One day, the student followed his normal routine (after weeks of warnings from the rest of us) and was quite surprised to find that his coffee was anything but sweet. Unfortunately, rather than grab the large white sucrose bottle with the yellow label, he grabbed another large white bottle with a yellow label. Luckily, it was sodium chloride. From then on, he brought in his own sugar.

Pretty stupid fellow, eh?

Recently, I spent some time looking over an issue of the Institute for Safe Medication Practices’ Medication Safety Alert and was concerned to read a short item about an automated pharmaceutical dispensing cabinet that was doling out 50 mg/mL ketamine instead of 10 mg/mL because the source company was experiencing a drug shortage.

Although everyone had been informed about the shortage, a nurse anesthetist prepared two syringes of the medication but only diluted one of them, causing problems with a patient. The hospital was lucky that other than some unexpected delirium and confusion, the patient was not seriously harmed by the mistake, but it does highlight an ever-present concern: dosing errors.

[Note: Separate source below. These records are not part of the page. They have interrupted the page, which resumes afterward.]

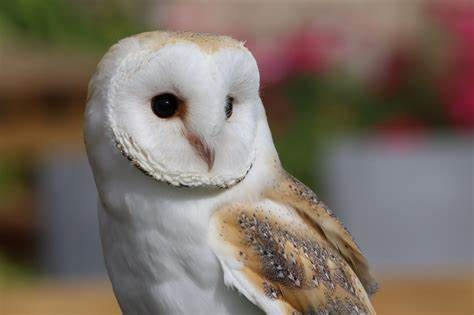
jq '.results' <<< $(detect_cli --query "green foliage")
[0,0,144,49]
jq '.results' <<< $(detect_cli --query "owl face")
[89,33,261,187]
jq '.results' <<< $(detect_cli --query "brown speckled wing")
[211,199,375,314]
[267,173,378,296]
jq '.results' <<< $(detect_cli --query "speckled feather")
[211,173,376,314]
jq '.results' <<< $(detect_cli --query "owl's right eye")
[151,93,179,118]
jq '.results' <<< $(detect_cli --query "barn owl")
[84,32,376,314]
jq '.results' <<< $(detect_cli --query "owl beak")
[186,133,216,171]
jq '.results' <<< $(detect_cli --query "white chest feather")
[99,152,268,314]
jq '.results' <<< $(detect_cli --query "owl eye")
[151,93,179,118]
[225,96,234,119]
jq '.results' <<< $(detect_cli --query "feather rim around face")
[94,32,256,188]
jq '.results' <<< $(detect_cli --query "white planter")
[324,137,474,271]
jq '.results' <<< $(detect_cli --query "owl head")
[85,32,266,187]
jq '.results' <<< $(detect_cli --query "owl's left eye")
[151,93,179,118]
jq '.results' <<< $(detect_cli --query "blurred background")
[0,0,474,315]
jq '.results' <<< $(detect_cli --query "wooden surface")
[0,274,474,315]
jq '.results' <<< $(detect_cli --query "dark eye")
[225,96,234,119]
[151,93,179,118]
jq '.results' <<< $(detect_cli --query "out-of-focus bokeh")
[0,0,474,315]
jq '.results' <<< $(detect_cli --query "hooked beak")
[186,133,215,171]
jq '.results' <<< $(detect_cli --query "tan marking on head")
[134,31,247,54]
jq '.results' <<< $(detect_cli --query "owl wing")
[210,175,375,314]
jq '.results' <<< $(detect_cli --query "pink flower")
[434,1,474,130]
[247,27,338,84]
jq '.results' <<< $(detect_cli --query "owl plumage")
[84,32,376,314]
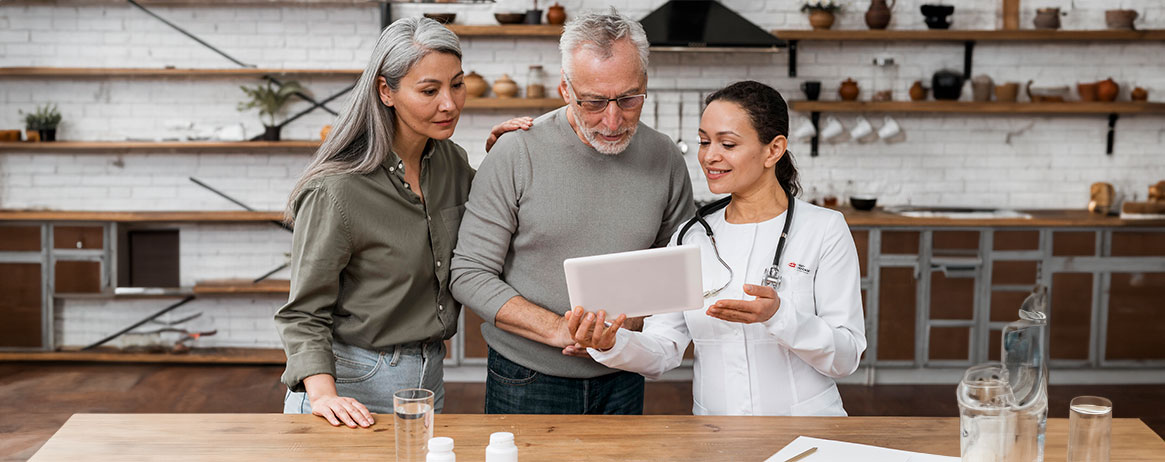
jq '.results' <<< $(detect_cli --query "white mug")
[849,115,874,140]
[793,120,817,140]
[877,115,902,140]
[821,115,846,140]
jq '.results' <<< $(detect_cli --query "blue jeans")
[283,342,445,414]
[486,348,643,414]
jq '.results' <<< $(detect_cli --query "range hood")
[640,0,785,48]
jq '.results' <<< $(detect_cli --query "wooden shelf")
[0,141,319,154]
[465,96,566,109]
[772,29,1165,42]
[0,67,363,78]
[0,347,287,364]
[0,211,283,223]
[445,24,563,38]
[193,279,291,296]
[790,101,1165,114]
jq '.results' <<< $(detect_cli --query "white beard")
[571,105,638,156]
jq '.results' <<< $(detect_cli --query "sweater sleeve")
[450,131,530,324]
[275,186,352,392]
[587,312,692,378]
[764,214,866,378]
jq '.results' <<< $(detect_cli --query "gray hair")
[558,7,650,77]
[284,17,461,223]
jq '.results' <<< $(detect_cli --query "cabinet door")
[0,263,44,348]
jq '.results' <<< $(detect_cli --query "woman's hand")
[563,306,627,354]
[303,374,375,428]
[707,284,781,324]
[486,118,534,152]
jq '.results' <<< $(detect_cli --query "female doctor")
[564,81,866,415]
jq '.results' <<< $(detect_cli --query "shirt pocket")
[439,204,465,249]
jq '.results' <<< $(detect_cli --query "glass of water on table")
[1068,396,1113,462]
[393,389,433,462]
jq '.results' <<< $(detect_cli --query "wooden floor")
[0,362,1165,461]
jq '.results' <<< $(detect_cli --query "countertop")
[30,411,1165,462]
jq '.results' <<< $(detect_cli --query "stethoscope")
[676,189,797,298]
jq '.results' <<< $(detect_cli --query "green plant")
[239,80,306,127]
[802,1,841,13]
[17,105,61,130]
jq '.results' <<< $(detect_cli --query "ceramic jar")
[995,81,1019,102]
[931,69,963,101]
[838,79,861,101]
[809,9,834,30]
[494,73,517,98]
[546,2,566,24]
[465,71,489,98]
[866,0,898,29]
[1129,86,1149,101]
[1076,81,1099,102]
[1032,8,1060,29]
[970,74,995,102]
[910,80,929,101]
[1104,9,1137,30]
[1096,78,1121,102]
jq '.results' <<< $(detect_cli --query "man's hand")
[486,118,534,152]
[707,284,781,324]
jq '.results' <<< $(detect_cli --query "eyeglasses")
[566,79,648,113]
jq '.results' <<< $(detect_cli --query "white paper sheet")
[764,436,959,462]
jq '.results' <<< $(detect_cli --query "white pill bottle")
[486,432,517,462]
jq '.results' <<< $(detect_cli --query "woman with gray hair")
[275,17,521,427]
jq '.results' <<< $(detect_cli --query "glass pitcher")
[958,286,1047,462]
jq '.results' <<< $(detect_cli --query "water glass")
[393,389,433,462]
[1068,396,1113,462]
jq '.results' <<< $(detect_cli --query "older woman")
[275,17,529,427]
[564,81,866,415]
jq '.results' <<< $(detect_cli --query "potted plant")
[20,105,61,141]
[239,80,306,141]
[802,0,841,29]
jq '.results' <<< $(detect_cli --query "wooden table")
[30,414,1165,462]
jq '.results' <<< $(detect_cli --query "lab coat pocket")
[789,384,848,417]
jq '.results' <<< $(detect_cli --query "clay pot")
[1032,8,1060,29]
[866,0,898,29]
[995,81,1019,102]
[1076,81,1097,102]
[910,80,929,101]
[838,79,861,101]
[546,2,566,24]
[970,74,995,102]
[809,9,834,30]
[1104,9,1137,30]
[1096,78,1121,102]
[1129,86,1149,101]
[494,73,517,98]
[465,71,489,98]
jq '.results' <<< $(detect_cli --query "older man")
[451,9,694,414]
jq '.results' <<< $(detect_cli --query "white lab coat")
[588,200,866,415]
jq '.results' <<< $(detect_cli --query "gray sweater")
[451,108,694,378]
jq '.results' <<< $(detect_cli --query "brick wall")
[0,0,1165,344]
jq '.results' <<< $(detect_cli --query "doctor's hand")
[707,284,781,324]
[486,118,534,152]
[563,306,627,354]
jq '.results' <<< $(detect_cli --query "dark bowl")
[849,196,877,211]
[494,13,525,24]
[425,13,457,24]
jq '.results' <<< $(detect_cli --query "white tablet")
[563,246,704,319]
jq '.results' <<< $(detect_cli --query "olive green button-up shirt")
[275,141,473,391]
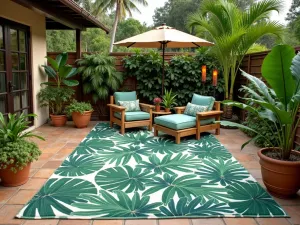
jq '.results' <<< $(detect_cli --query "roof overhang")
[13,0,109,33]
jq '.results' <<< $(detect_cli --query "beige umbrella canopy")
[114,24,214,94]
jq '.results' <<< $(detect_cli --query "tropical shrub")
[123,50,224,105]
[153,98,162,105]
[162,89,177,109]
[66,100,93,116]
[240,83,278,148]
[42,52,79,88]
[38,86,75,115]
[188,0,284,118]
[77,54,123,102]
[221,45,300,160]
[0,113,44,172]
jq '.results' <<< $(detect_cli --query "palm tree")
[93,0,148,52]
[188,0,284,118]
[74,0,92,12]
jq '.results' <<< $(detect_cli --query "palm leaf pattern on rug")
[17,123,287,219]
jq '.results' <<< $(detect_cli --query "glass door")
[0,18,32,119]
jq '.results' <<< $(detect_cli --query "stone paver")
[93,220,124,225]
[224,218,257,225]
[0,122,300,225]
[33,169,55,178]
[7,190,37,205]
[0,205,24,225]
[256,218,291,225]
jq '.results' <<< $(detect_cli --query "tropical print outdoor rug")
[17,123,287,219]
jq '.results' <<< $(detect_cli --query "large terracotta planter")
[258,148,300,198]
[0,163,31,187]
[50,114,67,127]
[72,110,93,128]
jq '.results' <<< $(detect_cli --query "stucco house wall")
[0,0,49,127]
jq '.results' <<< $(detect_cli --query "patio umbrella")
[114,24,214,94]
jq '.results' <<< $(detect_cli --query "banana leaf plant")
[220,45,300,160]
[42,52,79,88]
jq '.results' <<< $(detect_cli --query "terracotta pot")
[0,163,31,187]
[50,114,67,127]
[155,105,160,112]
[258,148,300,198]
[72,110,93,128]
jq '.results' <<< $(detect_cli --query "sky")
[133,0,292,25]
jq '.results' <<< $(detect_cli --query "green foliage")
[124,50,224,105]
[116,18,149,41]
[247,43,269,54]
[188,0,283,110]
[42,52,79,88]
[0,113,44,172]
[221,45,300,160]
[93,0,148,52]
[153,0,202,32]
[162,89,177,109]
[66,100,93,116]
[0,112,44,146]
[0,139,42,173]
[77,54,123,102]
[37,86,75,115]
[240,83,278,148]
[241,113,278,148]
[286,0,300,22]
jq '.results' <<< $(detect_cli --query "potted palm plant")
[221,45,300,198]
[66,100,93,128]
[38,52,79,126]
[0,113,44,187]
[162,89,177,112]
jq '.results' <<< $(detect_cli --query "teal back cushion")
[114,91,136,105]
[191,94,215,111]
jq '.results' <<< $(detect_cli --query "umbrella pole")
[161,43,166,96]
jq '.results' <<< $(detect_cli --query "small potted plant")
[162,89,177,112]
[66,100,93,128]
[0,113,44,187]
[221,45,300,198]
[39,52,79,127]
[153,97,162,112]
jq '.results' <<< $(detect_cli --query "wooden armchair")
[154,94,223,144]
[174,101,223,140]
[108,92,154,134]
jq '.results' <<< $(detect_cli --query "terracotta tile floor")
[0,122,300,225]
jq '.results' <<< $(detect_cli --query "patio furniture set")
[108,91,223,144]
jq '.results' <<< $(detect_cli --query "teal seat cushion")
[114,111,150,121]
[191,94,215,111]
[114,91,136,105]
[154,114,215,130]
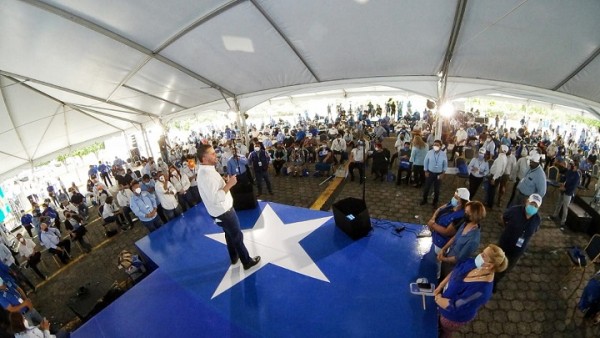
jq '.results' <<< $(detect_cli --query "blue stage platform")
[72,202,437,338]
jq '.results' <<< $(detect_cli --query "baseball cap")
[527,151,541,163]
[456,188,471,201]
[527,194,542,208]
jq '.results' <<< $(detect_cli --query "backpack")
[252,149,269,171]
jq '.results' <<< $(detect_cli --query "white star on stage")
[206,204,331,299]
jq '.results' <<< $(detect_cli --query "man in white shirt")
[486,144,508,209]
[0,243,35,291]
[331,135,348,164]
[198,144,260,270]
[348,141,365,184]
[496,146,517,207]
[40,223,71,264]
[170,166,193,212]
[154,172,181,221]
[17,233,48,280]
[117,184,133,225]
[455,127,469,155]
[102,196,126,228]
[181,162,200,206]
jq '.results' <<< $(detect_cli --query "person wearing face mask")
[551,161,581,230]
[287,143,308,177]
[454,127,469,156]
[390,142,411,185]
[129,181,163,232]
[427,188,471,254]
[17,233,48,280]
[40,223,71,264]
[348,141,365,184]
[437,201,486,279]
[469,148,490,197]
[180,157,200,205]
[154,172,181,222]
[117,184,133,226]
[485,145,508,209]
[483,134,496,159]
[494,194,542,291]
[9,312,70,338]
[421,140,448,209]
[169,166,193,212]
[433,244,510,337]
[508,151,546,206]
[369,143,390,182]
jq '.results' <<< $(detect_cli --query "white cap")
[527,194,542,208]
[456,188,471,201]
[527,151,541,163]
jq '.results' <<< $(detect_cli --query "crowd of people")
[0,101,599,336]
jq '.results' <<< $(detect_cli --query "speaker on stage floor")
[332,197,372,239]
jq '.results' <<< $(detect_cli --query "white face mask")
[475,254,484,269]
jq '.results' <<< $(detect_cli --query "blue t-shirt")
[440,258,494,323]
[446,223,481,264]
[432,203,465,248]
[21,214,33,225]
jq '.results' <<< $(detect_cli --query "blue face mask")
[475,254,485,269]
[525,204,538,216]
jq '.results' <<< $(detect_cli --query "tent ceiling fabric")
[0,0,600,175]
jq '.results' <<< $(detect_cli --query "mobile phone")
[417,283,431,291]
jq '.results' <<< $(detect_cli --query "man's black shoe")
[244,256,260,270]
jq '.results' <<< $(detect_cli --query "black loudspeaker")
[129,148,140,161]
[332,197,373,239]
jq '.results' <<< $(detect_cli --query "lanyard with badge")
[433,152,440,169]
[516,222,527,248]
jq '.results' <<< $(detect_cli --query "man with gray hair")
[508,150,546,207]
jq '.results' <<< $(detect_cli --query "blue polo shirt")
[423,149,448,174]
[498,205,541,256]
[517,165,546,197]
[227,156,248,175]
[0,270,29,313]
[129,191,158,222]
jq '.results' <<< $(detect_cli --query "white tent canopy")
[0,0,600,178]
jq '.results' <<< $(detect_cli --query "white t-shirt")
[198,165,233,217]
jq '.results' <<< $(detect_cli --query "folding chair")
[546,166,560,192]
[563,234,600,299]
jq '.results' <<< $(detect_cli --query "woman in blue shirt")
[427,188,470,254]
[437,201,486,279]
[434,244,508,337]
[409,135,429,188]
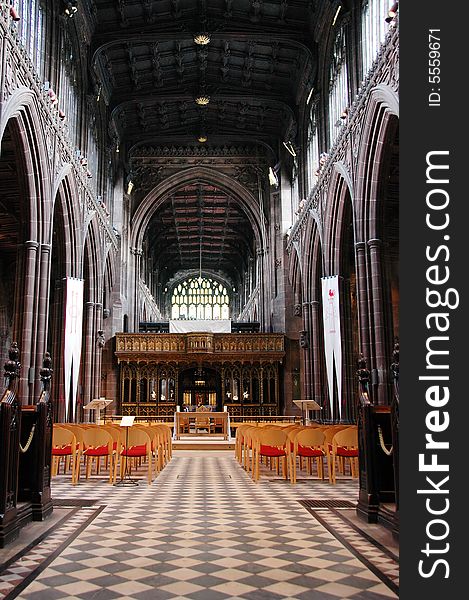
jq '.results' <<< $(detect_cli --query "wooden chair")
[195,414,211,433]
[331,426,358,484]
[289,427,326,484]
[252,427,288,481]
[82,427,117,483]
[120,426,153,485]
[235,423,252,464]
[51,424,80,485]
[323,425,348,483]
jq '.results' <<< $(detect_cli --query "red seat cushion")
[52,446,72,456]
[259,444,286,456]
[121,444,147,456]
[298,445,324,456]
[335,446,358,456]
[83,445,109,456]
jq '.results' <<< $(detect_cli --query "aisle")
[0,451,398,600]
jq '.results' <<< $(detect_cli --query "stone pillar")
[92,302,103,398]
[18,240,39,404]
[82,302,94,417]
[310,300,324,416]
[128,248,142,332]
[367,239,390,404]
[355,242,371,364]
[300,302,311,400]
[34,244,52,402]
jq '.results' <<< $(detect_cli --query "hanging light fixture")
[198,235,202,283]
[195,93,210,106]
[194,32,210,46]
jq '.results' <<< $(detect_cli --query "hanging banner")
[64,277,83,422]
[322,275,342,419]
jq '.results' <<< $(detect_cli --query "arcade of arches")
[0,0,399,584]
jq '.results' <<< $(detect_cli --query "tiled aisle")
[0,451,398,600]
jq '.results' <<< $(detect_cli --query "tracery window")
[171,277,230,319]
[361,0,393,77]
[59,31,79,142]
[306,106,319,191]
[12,0,45,76]
[329,27,349,146]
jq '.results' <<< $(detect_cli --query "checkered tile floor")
[0,451,398,600]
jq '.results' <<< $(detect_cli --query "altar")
[173,411,231,440]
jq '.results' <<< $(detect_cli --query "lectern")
[293,400,322,425]
[83,398,112,425]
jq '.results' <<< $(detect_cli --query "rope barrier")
[20,423,36,454]
[378,425,393,456]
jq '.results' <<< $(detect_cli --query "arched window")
[306,105,319,192]
[171,277,230,320]
[361,0,393,77]
[329,27,349,146]
[12,0,45,76]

Unfortunately, a quick survey of clinicians and pharmacists suggests that this is a problem that is growing, and while I can’t speak to this specific case, a big part of this problem seems to stem from drug companies providing very similar packaging for different doses of the same drug. If dosing errors were only occurring in high-traffic sudden-action scenarios, we could quickly point the blame at the drug companies, but inappropriate dosing is also a problem in lower traffic departments.

Aside from the inherent desire to “do no harm”, the extremely litigious era in which we work these days makes it critical for medical practitioners and support workers to spend that extra time, to go that extra step to ensure that the chemicals they put into or onto patients’ bodies are appropriate.

At every turn, everyone in the healthcare process has to fight complacency to avoid these mistakes. If it means a checklist, if it means doubling up on signatures for each treatment, then that’s what we have to do.

The life you save may be your patient’s and the conscience (and possibly career) you save may be your own.